Los colores que sustituían al rostro de aquel hombre se comenzaron a derramar, dejando tonos grises oscuros. No hacían falta expresiones para que yo supiese que aquello era tristeza en estado puro. Tampoco palabras; y es que lo que el anciano hacía no era hablar, pues no había labios que lo hicieran. Quizás fuese el pensamiento el que se dirigía a mí. No lo sé. De no haber sido un sueño, quizás le hubiera dado importancia.
–Pero, ¿por qué ya no pueden soñar? –indagué.
El viejo se levantó y miró al horizonte…
–Una noche –me contó– mientras hablábamos alrededor del fuego, llegó un misterioso hombre a caballo. Vestía ropas de color rojo y su animal era tan negro como la noche misma. Algo en él hizo que un escalofrío nos recorriera como el viento de invierno al amanecer. Y después de un silencio, que sentimos eterno, se marchó. Esa noche fue que todo cambió. A la mañana siguiente los niños lloraban sin consuelo y los hombres no cazaron más. La costurera ya no remendaba vestidos, el herrero no martillaba y las hachas se oxidaron a falta de uso en casa del leñador. Aquel hombre se había llevado nuestros sueños, dejándonos sólo un oscuro vacio al dormir por la noche. Ya no servía de nada dormir sin poder soñar; dejamos de hacerlo y comenzamos a deambular. Desesperados golpean sus cabezas para ver si es posible exprimir algún sueño rezagado. La alegría, el miedo, la intriga y la emoción dejaron de dibujarse en nuestros rostros y así pues, desaparecieron; se oxidaron. Cuando menos lo esperamos, el sol nos abandonó también; se cansó de darnos los buenos días y no recibir respuesta. Y si no logramos soñar otra vez y no volvemos a dormir nunca, no me extrañaría que la luna hiciera lo mismo algún día. Es por eso que de cuando en cuando los hombres cabalgan en busca de sueños. Recorren las llanuras y los ríos; legua tras legua buscando algo que se le parezca. Y es por eso que no me muevo de aquí: si del horizonte llegó la maldición que así nos tiene, sólo del horizonte llegará la salvación.

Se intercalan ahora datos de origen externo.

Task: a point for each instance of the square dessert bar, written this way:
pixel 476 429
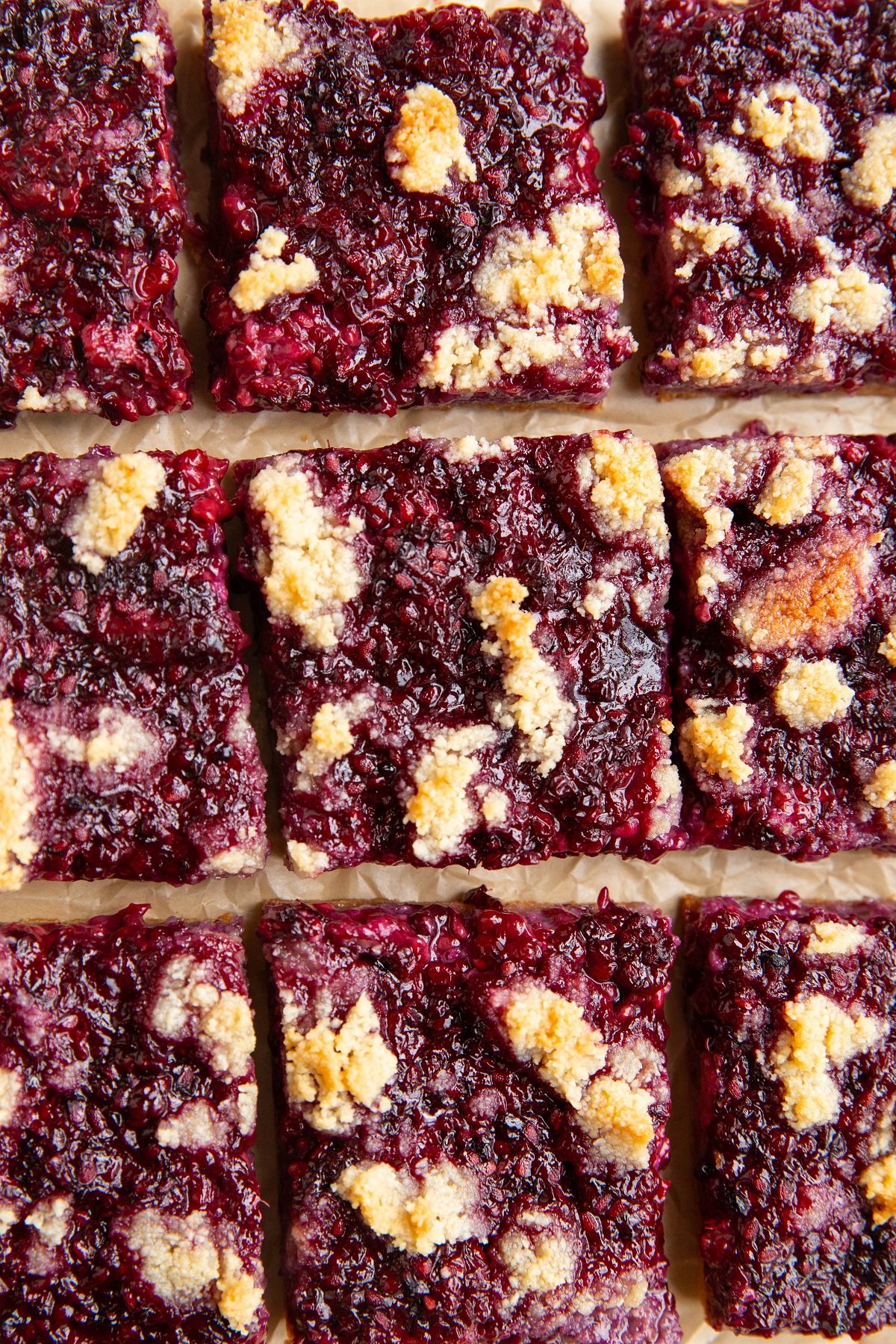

De pronto lo comprendí. El delirio que había tenido momentos antes significaba que yo compartiría la misma suerte. Me invadió la desesperación mientras tocaba mi rostro por miedo a que ya no estuviera ahí.
¿Cómo puede ser eso posible? ¿Cómo no puedo soñar, si estoy soñando? ¿Cómo no poder dormir estando dormido?
III
Abrí los ojos y me encontré en mi habitación.
De ser un sueño, probablemente no tendría rostro. Pero me miro al espejo para asegurarme, y allí está. Todo está bien, ¿cierto? Entonces debería sentirme aliviado y no es así.
De ser un sueño quizás lo comprendería. Es mucho más fácil.
En esta realidad, como en aquella, nada tiene sentido. Pero en aquella no importa, simplemente lo aceptas. En esta realidad deambulamos para conseguir miles de cosas y así no tener que soñar en cómo sería tenerlas; en aquella se deambula para poder soñar con tener miles de cosas.
Y es así que me encuentro en esta encrucijada. En esta paradoja onírica en la que miro al cielo con la esperanza de que el sol se oculte, de que la noche caiga y sea hora de dormir para así poder viajar hasta aquel pequeño pueblo de fantasía y esperar sentado, con mi lienzo al horizonte, a que la noche acabe y salga el sol.
Soñando con algún día, volver a soñar.